L'Australie a rapidement accepté l'offre.

L'intérêt de la proposition américano-britannique réside dans le fait qu'elle n'est accompagnée d'aucun détail - combien coûtera le programme, comment l'Australie exploitera-t-elle les systèmes avancés d'énergie nucléaire alors qu'elle n'a aucune expérience indigène en la matière et, peut-être plus important encore, comment l'Australie prévoit-elle d'équiper huit grands sous-marins alors qu'elle peut à peine fournir quatre équipages pour sa flotte existante de classe Collins ?

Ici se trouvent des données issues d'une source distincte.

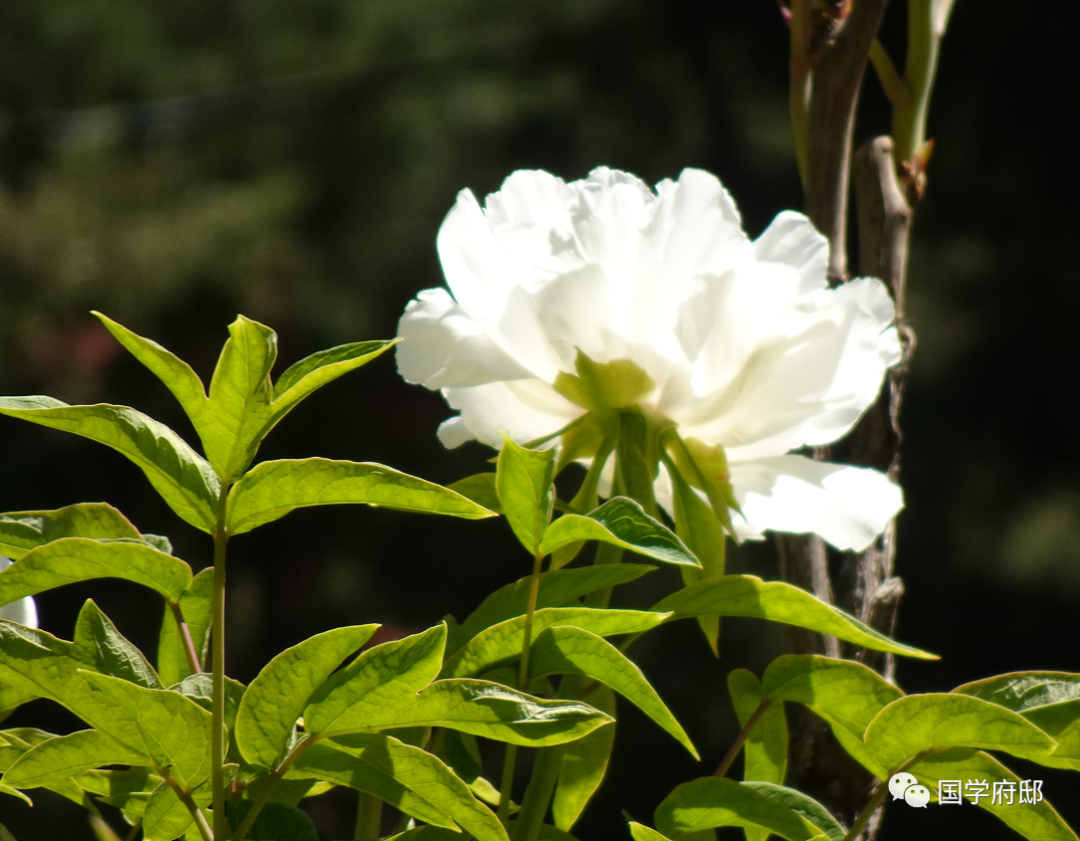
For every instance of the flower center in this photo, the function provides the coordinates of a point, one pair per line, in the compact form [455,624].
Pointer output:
[612,384]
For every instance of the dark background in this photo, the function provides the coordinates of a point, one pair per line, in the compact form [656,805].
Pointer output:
[175,164]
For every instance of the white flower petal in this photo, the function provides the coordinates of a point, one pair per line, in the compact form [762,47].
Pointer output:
[524,409]
[24,611]
[444,347]
[809,383]
[847,506]
[793,240]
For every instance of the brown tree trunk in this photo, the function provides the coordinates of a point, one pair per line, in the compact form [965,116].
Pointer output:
[862,583]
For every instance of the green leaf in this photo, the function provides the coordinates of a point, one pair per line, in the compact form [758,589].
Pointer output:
[59,758]
[275,699]
[181,476]
[271,489]
[779,601]
[70,559]
[556,587]
[24,530]
[313,371]
[699,528]
[487,709]
[480,488]
[97,641]
[164,727]
[765,751]
[524,484]
[804,804]
[196,607]
[584,763]
[622,523]
[277,822]
[1049,700]
[717,801]
[642,832]
[381,677]
[565,650]
[200,689]
[165,817]
[501,643]
[408,778]
[240,394]
[840,691]
[914,723]
[1038,822]
[41,664]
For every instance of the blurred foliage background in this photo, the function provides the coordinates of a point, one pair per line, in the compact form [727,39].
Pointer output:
[173,164]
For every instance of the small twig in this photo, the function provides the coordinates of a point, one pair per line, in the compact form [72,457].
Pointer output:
[729,758]
[194,663]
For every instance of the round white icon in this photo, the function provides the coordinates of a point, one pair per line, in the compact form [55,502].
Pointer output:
[917,796]
[899,783]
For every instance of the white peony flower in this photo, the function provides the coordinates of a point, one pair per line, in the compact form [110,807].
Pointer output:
[740,343]
[24,611]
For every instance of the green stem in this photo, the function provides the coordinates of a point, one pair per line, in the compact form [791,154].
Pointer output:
[926,25]
[523,672]
[741,738]
[217,700]
[871,808]
[368,818]
[505,785]
[539,792]
[277,774]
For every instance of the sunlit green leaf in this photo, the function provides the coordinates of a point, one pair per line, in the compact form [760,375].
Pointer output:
[277,822]
[914,723]
[24,530]
[765,751]
[70,559]
[555,588]
[62,757]
[181,476]
[567,650]
[200,689]
[271,489]
[779,601]
[480,488]
[622,523]
[277,697]
[378,679]
[804,804]
[642,832]
[165,817]
[502,642]
[240,394]
[407,777]
[1049,700]
[311,372]
[1037,822]
[162,726]
[584,763]
[196,606]
[718,801]
[487,709]
[524,484]
[841,691]
[698,527]
[97,641]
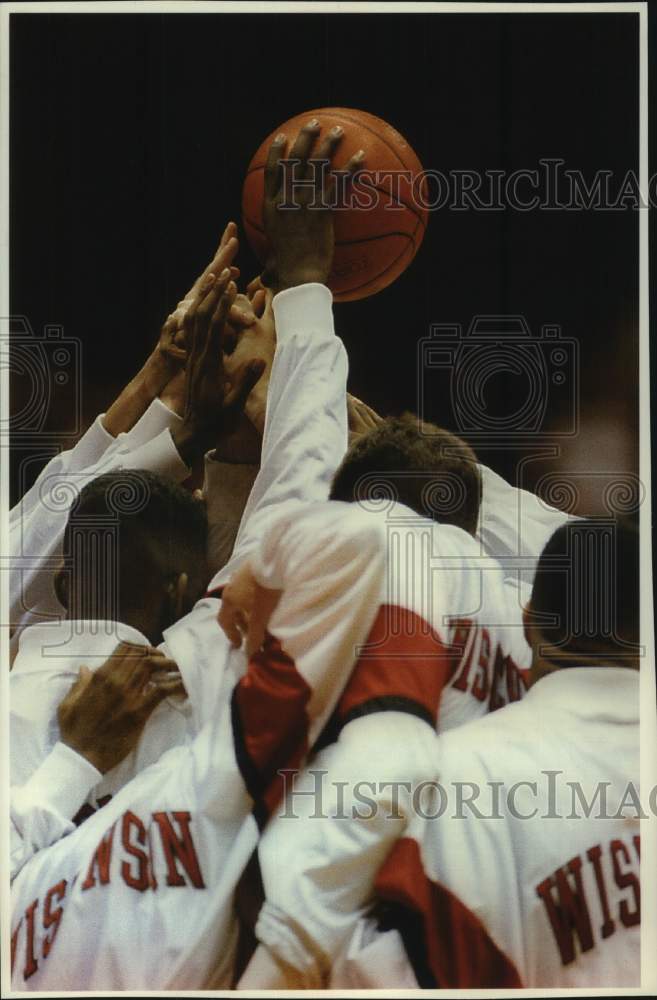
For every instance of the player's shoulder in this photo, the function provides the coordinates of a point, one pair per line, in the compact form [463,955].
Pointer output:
[489,742]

En outre, au-delà de la prémisse opérationnelle dictée par les États-Unis consistant à "défier les Chinois", le dossier ne dit rien sur la manière dont l'acquisition de grands sous-marins à propulsion nucléaire fera progresser la sécurité nationale australienne. C'est le silence et la manœuvrabilité qui font du sous-marin de classe Collins une arme potentiellement mortelle. Toute flotte australienne équipée de sous-marins nucléaires aura des difficultés à opérer dans les eaux peu profondes qui définissent la majorité des SLOC qu'elle devra défendre. En outre, le bruit et la configuration plus volumineuse d'un sous-marin à propulsion nucléaire signifieront que toute future force australienne sera beaucoup moins capable de tuer un adversaire naval moderne, et beaucoup plus susceptible d'être détectée et détruite.

En réalité, l'offre américano-britannique de fournir des sous-marins nucléaires à l'Australie n'est guère plus que de la politique intérieure projetée sur une carte géopolitique théorique créée par les États-Unis. L'Australie est confrontée à une crise budgétaire due à l'explosion du budget associé au remplacement du sous-marin de classe Collins de conception française, une crise qui pourrait menacer de faire tomber le gouvernement de Scott Morrison. Boris Johnston cherche désespérément une plateforme à partir de laquelle il peut projeter une image de pertinence géopolitique du Royaume-Uni. Et Biden a désespérément besoin de pouvoir faire de même pour un électorat américain ébranlé par l'humiliation d'avoir perdu un conflit de 20 ans en Afghanistan.

Il n'en reste pas moins que les États-Unis n'ont pas de contrepoids militaire significatif face à la Chine, que le Royaume-Uni n'est pas en mesure de maintenir une présence militaire crédible dans le Pacifique et que l'Australie ne peut se permettre d'acquérir et d'exploiter une force de huit sous-marins d'attaque à propulsion nucléaire. Le projet de sous-marin nucléaire australien est une plaisanterie dangereuse qui ne fait qu'exacerber la crise géopolitique existante avec la Chine en y injectant une dimension militaire qui ne verra jamais le jour.